My system is also configured to allow unprivileged users to create user namespaces:

[root@mongoes sean]# sysctl kernel.unprivileged_userns_clone
kernel.unprivileged_userns_clone = 1
[root@mongoes sean]# sysctl user.max_user_namespaces
user.max_user_namespaces = 256331

And, what’s more, as shown here, I’ve delegated unprivileged cgroups by creating a systemd unit:

[root@mongoes sean]# cat /etc/systemd/system/user@1000.service.d/delegate.conf
[Service]
Delegate=cpu cpuset io memory pids

And yet after all this, the error remains.

I can’t even launch privileged containers, which has the exact same issue with the exact same error output:

[root@mongoes sean]# lxc start u1
Error: Failed to run: /usr/bin/lxd forkstart u1 /var/lib/lxd/containers /var/log/lxd/u1/lxc.conf: 
Try `lxc info --show-log u1` for more info
[root@mongoes sean]# lxc info --show-log u1
Name: u1
Status: STOPPED
Type: container
Architecture: x86_64
Created: 2022/06/07 20:29 EDT
Last Used: 2022/06/08 16:09 EDT

Log:

lxc u1 20220608200932.469 ERROR    conf - conf.c:lxc_map_ids:3668 - newuidmap failed to write mapping "newuidmap: uid range [0-1000000000) -> [1000000-1001000000) not allowed": newuidmap 2361 0 1000000 1000000000
lxc u1 20220608200932.469 ERROR    start - start.c:lxc_spawn:1791 - Failed to set up id mapping.
lxc u1 20220608200932.469 ERROR    lxccontainer - lxccontainer.c:wait_on_daemonized_start:877 - Received container state "ABORTING" instead of "RUNNING"
lxc u1 20220608200932.470 ERROR    start - start.c:__lxc_start:2074 - Failed to spawn container "u1"
lxc u1 20220608200932.470 WARN     start - start.c:lxc_abort:1039 - No such process - Failed to send SIGKILL via pidfd 17 for process 2361
lxc 20220608200937.502 ERROR    af_unix - af_unix.c:lxc_abstract_unix_recv_fds_iov:218 - Connection reset by peer - Failed to receive response
lxc 20220608200937.502 ERROR    commands - commands.c:lxc_cmd_rsp_recv_fds:127 - Failed to receive file descriptors for command "get_state"

Any idea what should be done?

stgraber · June 8, 2022, 8:11pm

Did you restart LXD after updating /etc/subuid and /etc/subgid?

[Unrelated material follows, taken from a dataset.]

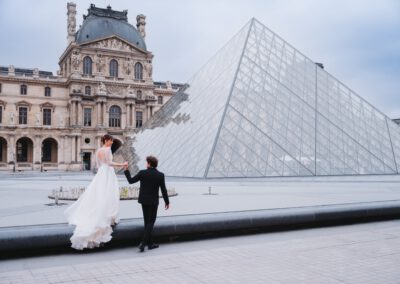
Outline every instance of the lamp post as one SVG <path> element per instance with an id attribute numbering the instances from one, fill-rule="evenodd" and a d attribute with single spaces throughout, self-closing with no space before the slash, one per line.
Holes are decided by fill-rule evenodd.
<path id="1" fill-rule="evenodd" d="M 43 172 L 43 143 L 42 147 L 40 148 L 40 172 Z"/>
<path id="2" fill-rule="evenodd" d="M 15 153 L 12 153 L 12 155 L 13 155 L 13 172 L 15 173 L 15 163 L 16 163 L 16 161 L 15 161 Z"/>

mahervelous · June 8, 2022, 8:12pm

Yes, I’ve rebooted and restarted the daemon several times trying different things (as well as before collecting all this information for the post)

stgraber · June 8, 2022, 8:14pm

Did you also try creating a new instance instead of starting an existing one?

mahervelous · June 8, 2022, 8:18pm

Actually, that appears to have fixed it.

Thanks a lot for the help, I feel a bit embarrassed not having done that in the first place.

I can’t find how to mark the post as solved…

stgraber · June 8, 2022, 8:19pm

Good, that makes sense. LXD sets the map at instance creation time, so your instance already had its map stored in its volatile config (lxc config show would show you those) which would then keep failing even if LXD itself was now configured to use something different.